In addition to TDC, members of the Board of Management are entitled to other benefits such as a pension scheme. The three elements of the TDC are described in more detail below.

1. Fixed remuneration (Base salary)

The fixed remuneration, i.e. the “base salary”, is set at a market competitive level within the context of TDC, taking into account the individual responsibilities, relevant experience and the remuneration principles. Each year, the Supervisory Board reviews and determines the development of the fixed remuneration of the individual members of the Board of Management and decides whether circumstances justify any adjustments. Considerations in the review may for instance include (general) market developments, inflation figures (CPI), internal pay ratios, personal performance and the extent to which the current fixed remuneration deviates from the benchmark.

 

2. Short-term variable incentive (STI)

The objective of the short-term incentive or cash bonus is to support Accell Group’s strategy and incentivize Company performance targets in the shorter term. Each year, the Supervisory Board sets financial and non-financial target ranges reflecting the Accell Group's strategic ambitions for that year. The characteristics of the STI are summarised in table A.
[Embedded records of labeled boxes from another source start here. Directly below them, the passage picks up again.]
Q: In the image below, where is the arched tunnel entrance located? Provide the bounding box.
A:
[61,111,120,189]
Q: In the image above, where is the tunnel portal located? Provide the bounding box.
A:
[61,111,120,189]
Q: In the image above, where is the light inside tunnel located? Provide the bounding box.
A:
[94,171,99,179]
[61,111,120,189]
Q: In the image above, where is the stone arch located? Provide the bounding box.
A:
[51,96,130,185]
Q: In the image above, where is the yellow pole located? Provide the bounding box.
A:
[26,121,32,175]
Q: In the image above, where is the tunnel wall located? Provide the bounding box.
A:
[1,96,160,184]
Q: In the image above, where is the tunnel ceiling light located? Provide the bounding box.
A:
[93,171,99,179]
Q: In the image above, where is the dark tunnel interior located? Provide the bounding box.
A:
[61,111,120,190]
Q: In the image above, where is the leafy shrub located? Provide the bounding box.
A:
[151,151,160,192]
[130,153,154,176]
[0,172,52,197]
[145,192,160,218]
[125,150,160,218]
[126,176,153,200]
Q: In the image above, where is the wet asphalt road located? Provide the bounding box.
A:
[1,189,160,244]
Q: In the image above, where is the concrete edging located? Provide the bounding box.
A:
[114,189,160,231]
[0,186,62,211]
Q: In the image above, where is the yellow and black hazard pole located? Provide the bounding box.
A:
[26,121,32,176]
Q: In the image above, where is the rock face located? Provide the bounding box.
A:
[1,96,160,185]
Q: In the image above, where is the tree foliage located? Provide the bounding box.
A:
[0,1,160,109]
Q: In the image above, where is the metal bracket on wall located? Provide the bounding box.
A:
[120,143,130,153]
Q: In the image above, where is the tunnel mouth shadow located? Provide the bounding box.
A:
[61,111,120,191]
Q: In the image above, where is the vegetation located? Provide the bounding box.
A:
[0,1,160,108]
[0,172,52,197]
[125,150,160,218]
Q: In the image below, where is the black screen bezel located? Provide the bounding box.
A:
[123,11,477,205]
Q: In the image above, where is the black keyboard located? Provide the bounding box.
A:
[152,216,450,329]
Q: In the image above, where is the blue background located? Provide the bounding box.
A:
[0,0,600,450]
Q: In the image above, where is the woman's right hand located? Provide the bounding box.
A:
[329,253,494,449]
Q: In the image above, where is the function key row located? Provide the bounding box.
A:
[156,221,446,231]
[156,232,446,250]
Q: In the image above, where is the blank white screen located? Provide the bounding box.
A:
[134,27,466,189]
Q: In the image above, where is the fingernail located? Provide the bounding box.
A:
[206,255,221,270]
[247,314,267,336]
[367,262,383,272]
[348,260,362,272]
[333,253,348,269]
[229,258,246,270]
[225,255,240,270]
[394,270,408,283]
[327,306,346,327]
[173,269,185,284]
3. Long-term variable incentive (LTI)

The long-term variable incentive serves to align the interests of the members of the Board of Management with long-term interests of the Company and its stakeholders. Members of the Board of Management receive conditional performance shares each year. These will vest after three years, subject to the achievement of set performance criteria over three financial calendar years. Performance measurements are based on strategy alignment, long-term focus and societal impact. The characteristics of the LTI are summarised in table B.

 

Table A: Characteristics of the STI 
 

 

Table B: Characteristics of the LTI 
 


 

Pension and other benefits

The members of the Board of Management participate in the Accell Group pension scheme (insured via a third party pension insurance company) up to the maximum set by the tax authorities (in 2020: € 110,111); Accell Group pays the pension premium. In addition, they participate in a net pension or available contribution scheme. Accell Group has agreed a specific amount per year with each of the members of the Board of Management as a contribution to the net pension scheme.

 

Additional benefits awarded by Accell Group to members of the Board of Management are the same as those for other employees. These include an expense allowance, a health insurance premium reduction, accident insurance, disability schemes and a company car. 

 

In addition, the company has a directors’ and officers’ liability insurance for the Board of Management in place.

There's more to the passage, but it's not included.